Aileen Myers estaba de rodillas frente a mi, su cuerpo tembloroso, sus lágrimas empañaban sus ojos, con la mirada me suplicaba que no lo hiciera, su labio y quijada temblaban.
—Dispara Daryl —seguía susurrando en mi oreja. Si quería que lo hiciera era para salvar su culo no el mio. Estaba entre la espada y la pared, me sentía acorralado.
—Por favor —suplicó con la voz en un hilo. Se había mantenido en silencio pero al hablar todas mis barreras cayeron.
¿Cómo había llegado a este punto?. ¿Cómo era posible que llegué a tal grado de estar a punto de matar a la mujer que tanto amaba?.
—¡Mátala! —gritaba mi padre —. Mátala o estamos acabados —no sabía que hacer, ella no tenía la culpa de las malas decisiones que había tomado mi padre y menos de las que había tomado yo.
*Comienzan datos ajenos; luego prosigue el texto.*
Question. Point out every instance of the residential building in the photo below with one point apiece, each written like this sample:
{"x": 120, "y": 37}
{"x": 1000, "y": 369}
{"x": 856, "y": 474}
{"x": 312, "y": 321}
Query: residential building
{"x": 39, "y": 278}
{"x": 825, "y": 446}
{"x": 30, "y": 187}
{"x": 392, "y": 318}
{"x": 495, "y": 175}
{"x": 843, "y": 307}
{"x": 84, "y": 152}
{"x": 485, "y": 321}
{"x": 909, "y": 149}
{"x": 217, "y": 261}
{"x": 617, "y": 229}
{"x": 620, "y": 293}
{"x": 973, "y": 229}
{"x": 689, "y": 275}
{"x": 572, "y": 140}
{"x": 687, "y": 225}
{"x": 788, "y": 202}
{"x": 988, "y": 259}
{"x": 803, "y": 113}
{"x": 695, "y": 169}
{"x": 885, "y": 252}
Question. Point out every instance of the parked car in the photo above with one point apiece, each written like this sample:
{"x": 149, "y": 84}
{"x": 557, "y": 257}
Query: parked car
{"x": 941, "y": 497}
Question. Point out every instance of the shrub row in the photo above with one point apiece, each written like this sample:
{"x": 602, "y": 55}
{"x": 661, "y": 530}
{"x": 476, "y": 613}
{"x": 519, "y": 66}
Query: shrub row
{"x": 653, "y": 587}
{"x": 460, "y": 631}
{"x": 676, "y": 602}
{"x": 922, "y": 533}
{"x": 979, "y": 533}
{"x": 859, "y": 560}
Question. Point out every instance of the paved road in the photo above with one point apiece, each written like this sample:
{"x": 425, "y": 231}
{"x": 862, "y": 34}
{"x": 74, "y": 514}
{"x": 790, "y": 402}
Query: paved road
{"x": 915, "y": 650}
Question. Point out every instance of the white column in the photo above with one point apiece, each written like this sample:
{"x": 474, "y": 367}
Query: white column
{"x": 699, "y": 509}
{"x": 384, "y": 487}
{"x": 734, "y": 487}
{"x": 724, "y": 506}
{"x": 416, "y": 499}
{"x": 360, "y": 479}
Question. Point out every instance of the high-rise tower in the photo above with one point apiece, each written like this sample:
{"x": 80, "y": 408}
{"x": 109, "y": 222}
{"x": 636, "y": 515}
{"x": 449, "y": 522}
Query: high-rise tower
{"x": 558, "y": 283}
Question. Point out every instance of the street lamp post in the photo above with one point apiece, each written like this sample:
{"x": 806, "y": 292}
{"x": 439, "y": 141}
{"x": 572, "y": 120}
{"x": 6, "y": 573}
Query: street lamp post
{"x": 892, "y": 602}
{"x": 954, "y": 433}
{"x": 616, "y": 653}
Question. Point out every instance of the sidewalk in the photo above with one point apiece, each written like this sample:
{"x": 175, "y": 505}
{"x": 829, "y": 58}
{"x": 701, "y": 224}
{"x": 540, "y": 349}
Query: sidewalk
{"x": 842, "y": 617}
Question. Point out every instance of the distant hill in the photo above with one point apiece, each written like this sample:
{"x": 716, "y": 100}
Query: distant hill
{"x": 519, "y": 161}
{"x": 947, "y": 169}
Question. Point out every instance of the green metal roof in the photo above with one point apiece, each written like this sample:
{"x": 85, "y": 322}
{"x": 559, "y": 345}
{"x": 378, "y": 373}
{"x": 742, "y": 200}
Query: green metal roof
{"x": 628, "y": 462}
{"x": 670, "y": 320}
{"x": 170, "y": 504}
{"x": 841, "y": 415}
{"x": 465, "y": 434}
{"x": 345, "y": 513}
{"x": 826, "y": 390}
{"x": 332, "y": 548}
Ella era solo una víctima de los enredos del destino.
—No puedo —dije con un dejo de arrepentimiento en la voz.
Apreté los ojos y tomé la única decisión que creí conveniente en ese momento, le puse el seguro a la pistola y antes de bajarla una detonación y un dolor en el costado me hizo caer al suelo.
Todo había terminado, así como había empezado así terminó.